Applying the Karma Provenance tool to NASA’s AMSR-E data production stream

TitleApplying the Karma Provenance tool to NASA’s AMSR-E data production stream
Publication TypeConference Paper
Year of Publication2010
AuthorsRamachandran, R, Conover, H, Regner, K, Movva, S, Goodman, M, Plale, B, Purohit, P, Sun, Y
Conference NameAmerican Geophysical Union
Date Published12/2010
Conference LocationSan Francisco, CA
AbstractCurrent procedures for capturing and disseminating provenance, or data product lineage, are limited in both what is captured and how it is disseminated to the science community. For example, the Advanced Microwave Scanning Radiometer for the Earth Observing System (AMSR-E) Science Investigator-led Processing System (SIPS) generates Level 2 and Level 3 data products for a variety of geophysical parameters. Data provenance and quality information for these data sets is either very general (e.g., user guides, a list of anomalous data receipt and processing conditions over the life of the missions) or difficult to access or interpret (e.g., quality flags embedded in the data, production history files not easily available to users).
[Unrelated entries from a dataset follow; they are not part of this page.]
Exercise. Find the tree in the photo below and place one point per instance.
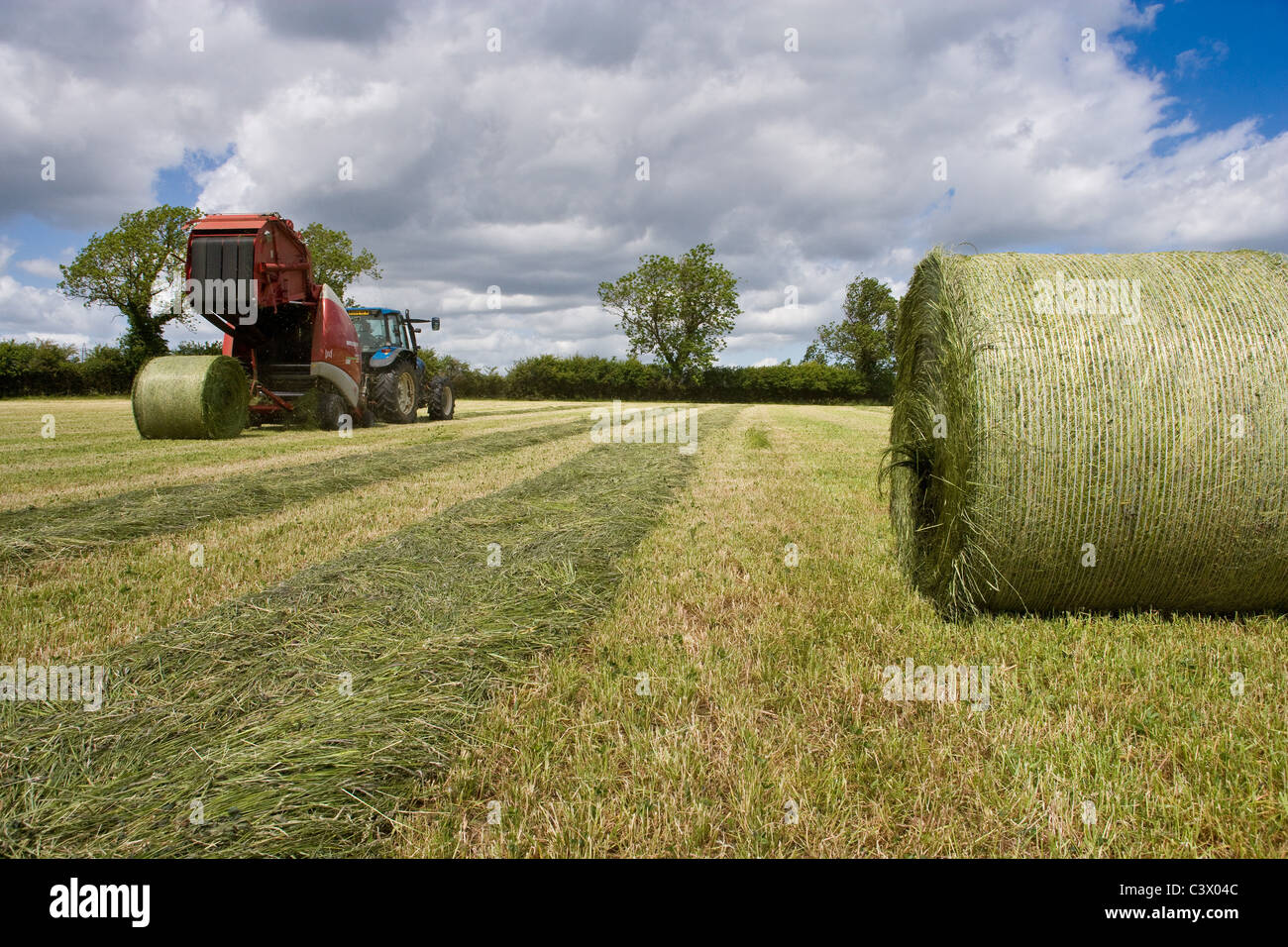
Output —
(862, 339)
(334, 261)
(678, 311)
(128, 268)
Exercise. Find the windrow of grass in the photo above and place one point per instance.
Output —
(764, 728)
(97, 447)
(297, 720)
(31, 535)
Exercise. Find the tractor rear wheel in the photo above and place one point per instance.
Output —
(442, 401)
(394, 394)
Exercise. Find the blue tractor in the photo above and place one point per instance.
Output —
(394, 372)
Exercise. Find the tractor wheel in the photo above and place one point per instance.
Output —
(442, 401)
(395, 394)
(330, 406)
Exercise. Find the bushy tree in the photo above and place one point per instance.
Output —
(132, 268)
(862, 339)
(335, 262)
(679, 311)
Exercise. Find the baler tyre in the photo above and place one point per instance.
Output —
(442, 401)
(395, 394)
(330, 406)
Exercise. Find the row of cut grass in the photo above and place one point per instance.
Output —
(244, 709)
(31, 535)
(59, 608)
(97, 447)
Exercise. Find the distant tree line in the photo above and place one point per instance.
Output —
(678, 312)
(592, 377)
(51, 368)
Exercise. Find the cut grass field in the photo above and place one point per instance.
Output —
(644, 673)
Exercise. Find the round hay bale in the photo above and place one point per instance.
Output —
(180, 397)
(1094, 432)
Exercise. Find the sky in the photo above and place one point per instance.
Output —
(501, 145)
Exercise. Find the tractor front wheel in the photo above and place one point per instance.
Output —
(395, 394)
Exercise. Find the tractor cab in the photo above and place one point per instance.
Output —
(397, 377)
(382, 329)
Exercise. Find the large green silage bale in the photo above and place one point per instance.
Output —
(180, 397)
(1127, 451)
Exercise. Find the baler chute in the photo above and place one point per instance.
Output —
(252, 277)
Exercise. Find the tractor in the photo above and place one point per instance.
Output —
(252, 277)
(397, 379)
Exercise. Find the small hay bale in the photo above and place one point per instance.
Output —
(181, 397)
(1094, 432)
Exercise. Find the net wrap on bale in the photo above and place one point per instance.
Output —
(1094, 432)
(179, 397)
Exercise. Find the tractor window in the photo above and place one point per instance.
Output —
(374, 331)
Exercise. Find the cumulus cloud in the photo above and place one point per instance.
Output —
(518, 167)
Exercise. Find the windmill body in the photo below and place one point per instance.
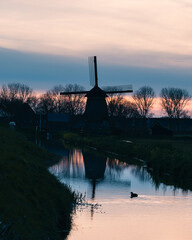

Karma is a provenance collection and representation tool designed and developed for data driven workflows such as the productions streams used to produce EOS standard products. Karma records uniform and usable provenance metadata independent of the processing system while minimizing both the modification burden on the processing system and the overall performance overhead. Karma collects both the process and data provenance. The process provenance contains information about the workflow execution and the associated algorithm invocations. The data provenance captures metadata about the derivation history of the data product, including algorithms used and input data sources transformed to generate it. As part of an ongoing NASA funded project, Karma is being integrated into the AMSR-E SIPS data production streams. Metadata gathered by the tool will be presented to the data consumers as provenance graphs, which are useful in validating the workflows and determining the quality of the data product. This presentation will discuss design and implementation issues faced while incorporating a provenance tool into a structured data production flow. Prototype results will also be presented in this talk.